A signaling protein suspected of malfunctioning in anxiety and mood disorders plays a key role in the development of emotional behavior, report researchers funded by the National Institute of Mental Health. Mice lacking it in frontal brain circuits during an early critical period fail to develop normal reactions in anxiety-producing situations.
Rene Hen, Ph.D., Columbia University, and colleagues created mice that lacked the protein, which brain cells use to receive signals from the chemical messenger serotonin, by knocking-out the gene that codes for it. As adults, these "knockout" mice were slow to venture into -- or eat in -- unfamiliar environments. By selectively restoring, or "rescuing" certain populations of the receptor proteins, the researchers have now pinpointed when and where they enable the brain to cope with anxiety. Hen, Cornelius Gross, Ph.D., Xiaoxi Zhuang, Ph.D, and colleagues report on their discovery in the March 28, 2002 Nature.

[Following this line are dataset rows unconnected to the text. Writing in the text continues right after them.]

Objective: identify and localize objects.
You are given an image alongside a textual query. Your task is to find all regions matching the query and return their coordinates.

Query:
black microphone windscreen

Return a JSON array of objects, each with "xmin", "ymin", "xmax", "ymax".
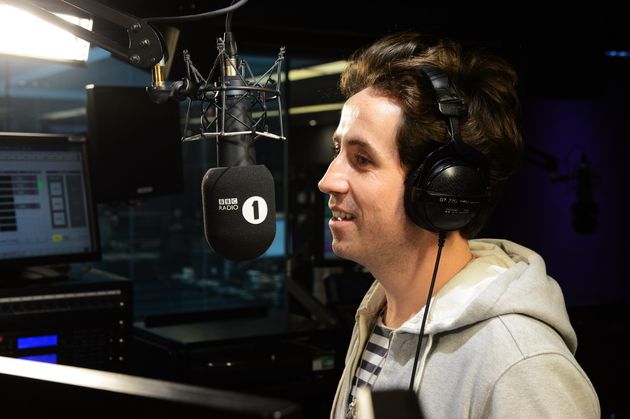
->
[{"xmin": 201, "ymin": 165, "xmax": 276, "ymax": 260}]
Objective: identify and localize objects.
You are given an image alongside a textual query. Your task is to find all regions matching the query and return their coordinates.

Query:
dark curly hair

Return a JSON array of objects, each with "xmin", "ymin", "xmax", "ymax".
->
[{"xmin": 340, "ymin": 32, "xmax": 523, "ymax": 238}]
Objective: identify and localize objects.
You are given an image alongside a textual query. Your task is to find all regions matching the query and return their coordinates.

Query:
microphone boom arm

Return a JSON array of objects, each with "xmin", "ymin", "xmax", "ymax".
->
[{"xmin": 1, "ymin": 0, "xmax": 168, "ymax": 68}]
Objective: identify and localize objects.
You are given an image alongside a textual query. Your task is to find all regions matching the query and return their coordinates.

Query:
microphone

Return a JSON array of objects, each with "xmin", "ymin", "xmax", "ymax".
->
[
  {"xmin": 201, "ymin": 24, "xmax": 276, "ymax": 260},
  {"xmin": 147, "ymin": 5, "xmax": 286, "ymax": 260},
  {"xmin": 201, "ymin": 165, "xmax": 276, "ymax": 261},
  {"xmin": 217, "ymin": 28, "xmax": 256, "ymax": 166}
]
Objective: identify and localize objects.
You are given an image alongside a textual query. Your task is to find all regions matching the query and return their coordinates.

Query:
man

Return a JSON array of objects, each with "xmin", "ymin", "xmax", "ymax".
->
[{"xmin": 319, "ymin": 33, "xmax": 600, "ymax": 419}]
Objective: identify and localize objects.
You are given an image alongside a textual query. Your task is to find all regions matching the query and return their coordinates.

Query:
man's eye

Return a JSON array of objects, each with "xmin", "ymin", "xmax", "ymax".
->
[
  {"xmin": 330, "ymin": 144, "xmax": 341, "ymax": 158},
  {"xmin": 354, "ymin": 154, "xmax": 372, "ymax": 166}
]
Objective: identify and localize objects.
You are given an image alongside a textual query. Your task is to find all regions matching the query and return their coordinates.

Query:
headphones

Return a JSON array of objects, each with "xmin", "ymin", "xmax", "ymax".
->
[{"xmin": 405, "ymin": 66, "xmax": 490, "ymax": 232}]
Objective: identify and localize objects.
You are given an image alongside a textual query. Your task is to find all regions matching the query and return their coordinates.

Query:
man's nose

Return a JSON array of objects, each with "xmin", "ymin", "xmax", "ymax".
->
[{"xmin": 317, "ymin": 156, "xmax": 348, "ymax": 194}]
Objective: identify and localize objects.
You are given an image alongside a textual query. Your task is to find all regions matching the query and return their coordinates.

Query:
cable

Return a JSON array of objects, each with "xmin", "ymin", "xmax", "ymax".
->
[
  {"xmin": 144, "ymin": 0, "xmax": 247, "ymax": 23},
  {"xmin": 409, "ymin": 231, "xmax": 446, "ymax": 391}
]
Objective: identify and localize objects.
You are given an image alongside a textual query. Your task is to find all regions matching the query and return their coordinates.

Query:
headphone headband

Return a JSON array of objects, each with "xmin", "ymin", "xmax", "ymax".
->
[{"xmin": 405, "ymin": 66, "xmax": 490, "ymax": 232}]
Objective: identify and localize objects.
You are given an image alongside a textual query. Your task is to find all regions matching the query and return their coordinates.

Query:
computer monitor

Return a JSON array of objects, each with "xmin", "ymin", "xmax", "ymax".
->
[
  {"xmin": 0, "ymin": 133, "xmax": 100, "ymax": 279},
  {"xmin": 85, "ymin": 85, "xmax": 184, "ymax": 203},
  {"xmin": 0, "ymin": 357, "xmax": 301, "ymax": 419}
]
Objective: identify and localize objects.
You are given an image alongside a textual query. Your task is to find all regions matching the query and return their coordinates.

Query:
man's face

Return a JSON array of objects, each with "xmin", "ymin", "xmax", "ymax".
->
[{"xmin": 319, "ymin": 88, "xmax": 415, "ymax": 266}]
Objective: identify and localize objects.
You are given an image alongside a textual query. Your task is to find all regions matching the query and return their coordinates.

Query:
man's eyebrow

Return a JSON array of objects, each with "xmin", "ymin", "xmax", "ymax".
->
[{"xmin": 346, "ymin": 138, "xmax": 376, "ymax": 154}]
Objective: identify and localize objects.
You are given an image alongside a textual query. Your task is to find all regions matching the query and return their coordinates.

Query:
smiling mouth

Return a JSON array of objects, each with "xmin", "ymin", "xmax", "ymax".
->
[{"xmin": 332, "ymin": 211, "xmax": 354, "ymax": 221}]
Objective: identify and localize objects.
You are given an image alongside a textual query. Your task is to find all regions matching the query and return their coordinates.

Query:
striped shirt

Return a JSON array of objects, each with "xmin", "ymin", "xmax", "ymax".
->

Brain neurons communicate with each other by secreting messenger chemicals, such as serotonin, which cross the synaptic gulf between cells and bind to receptors on neighboring cell membranes. Medications that enhance such binding of serotonin to its receptor (serotonin selective reuptake inhibitors, or SSRIs) are widely prescribed to treat anxiety and depression, suggesting that the receptor plays an important role in regulating these emotions.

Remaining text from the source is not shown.